Despite political signals suggesting the incoming government will avoid significant changes to the 2026 budget in the short term, expectations for more pro-growth fiscal measures are building. “We suspect fiscal policy will become more supportive of growth going forward too,” the firm added.
Against this backdrop, Capital Economics said the risks to its current GDP forecasts—2.5% growth in 2025 and 2.8% in 2026—are now “skewed to the upside.”

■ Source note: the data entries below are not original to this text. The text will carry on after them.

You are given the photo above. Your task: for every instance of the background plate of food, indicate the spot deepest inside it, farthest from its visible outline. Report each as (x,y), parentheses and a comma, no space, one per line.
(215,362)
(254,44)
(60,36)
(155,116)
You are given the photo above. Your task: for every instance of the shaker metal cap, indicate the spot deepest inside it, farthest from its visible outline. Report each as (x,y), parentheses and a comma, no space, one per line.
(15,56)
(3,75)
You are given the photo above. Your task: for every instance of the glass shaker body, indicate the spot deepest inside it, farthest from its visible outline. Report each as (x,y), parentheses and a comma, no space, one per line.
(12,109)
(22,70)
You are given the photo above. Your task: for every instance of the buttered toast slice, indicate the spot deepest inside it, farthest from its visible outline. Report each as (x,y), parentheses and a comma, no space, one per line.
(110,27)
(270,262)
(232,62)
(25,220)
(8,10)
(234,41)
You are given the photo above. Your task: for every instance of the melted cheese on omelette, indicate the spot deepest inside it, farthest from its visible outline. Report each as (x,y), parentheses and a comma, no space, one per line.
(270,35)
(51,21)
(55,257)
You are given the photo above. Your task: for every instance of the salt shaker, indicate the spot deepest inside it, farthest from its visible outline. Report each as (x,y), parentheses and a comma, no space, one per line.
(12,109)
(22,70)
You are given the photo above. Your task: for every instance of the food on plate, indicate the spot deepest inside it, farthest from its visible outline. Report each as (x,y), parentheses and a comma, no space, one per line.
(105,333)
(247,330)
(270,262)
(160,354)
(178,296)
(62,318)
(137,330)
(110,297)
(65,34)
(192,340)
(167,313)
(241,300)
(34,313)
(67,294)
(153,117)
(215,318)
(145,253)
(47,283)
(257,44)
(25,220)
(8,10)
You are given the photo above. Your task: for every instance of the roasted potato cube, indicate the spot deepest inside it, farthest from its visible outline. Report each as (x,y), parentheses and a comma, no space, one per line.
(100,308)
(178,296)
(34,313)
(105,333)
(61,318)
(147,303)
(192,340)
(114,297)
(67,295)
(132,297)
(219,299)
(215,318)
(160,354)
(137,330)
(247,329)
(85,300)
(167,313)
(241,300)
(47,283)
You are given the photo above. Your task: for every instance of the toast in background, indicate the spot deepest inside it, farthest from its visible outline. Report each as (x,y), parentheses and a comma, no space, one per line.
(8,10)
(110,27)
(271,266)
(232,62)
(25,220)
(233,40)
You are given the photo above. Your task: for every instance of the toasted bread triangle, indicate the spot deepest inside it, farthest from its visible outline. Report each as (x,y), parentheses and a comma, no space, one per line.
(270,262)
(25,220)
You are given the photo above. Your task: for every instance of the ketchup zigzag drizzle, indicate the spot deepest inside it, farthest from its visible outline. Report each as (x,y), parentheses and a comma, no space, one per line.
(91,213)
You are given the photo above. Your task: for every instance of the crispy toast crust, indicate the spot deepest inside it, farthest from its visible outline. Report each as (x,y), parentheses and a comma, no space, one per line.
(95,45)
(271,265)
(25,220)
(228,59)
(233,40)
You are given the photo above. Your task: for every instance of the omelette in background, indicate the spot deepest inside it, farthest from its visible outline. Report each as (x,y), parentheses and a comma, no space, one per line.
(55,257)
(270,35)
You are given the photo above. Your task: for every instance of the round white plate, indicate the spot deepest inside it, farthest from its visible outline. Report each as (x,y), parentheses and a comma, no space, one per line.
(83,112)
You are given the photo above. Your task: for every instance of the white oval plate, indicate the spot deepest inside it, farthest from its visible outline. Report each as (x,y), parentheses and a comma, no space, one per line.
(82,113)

The improving growth picture is also influencing expectations for monetary policy. With headline inflation having cooled, the Czech National Bank has been able to shift to a holding pattern. “The strength in the economy also supports our view that the Czech easing cycle is over; we expect hawkish guidance from policymakers when they leave their policy rate on hold at 3.50% next week,” Capital Economics said.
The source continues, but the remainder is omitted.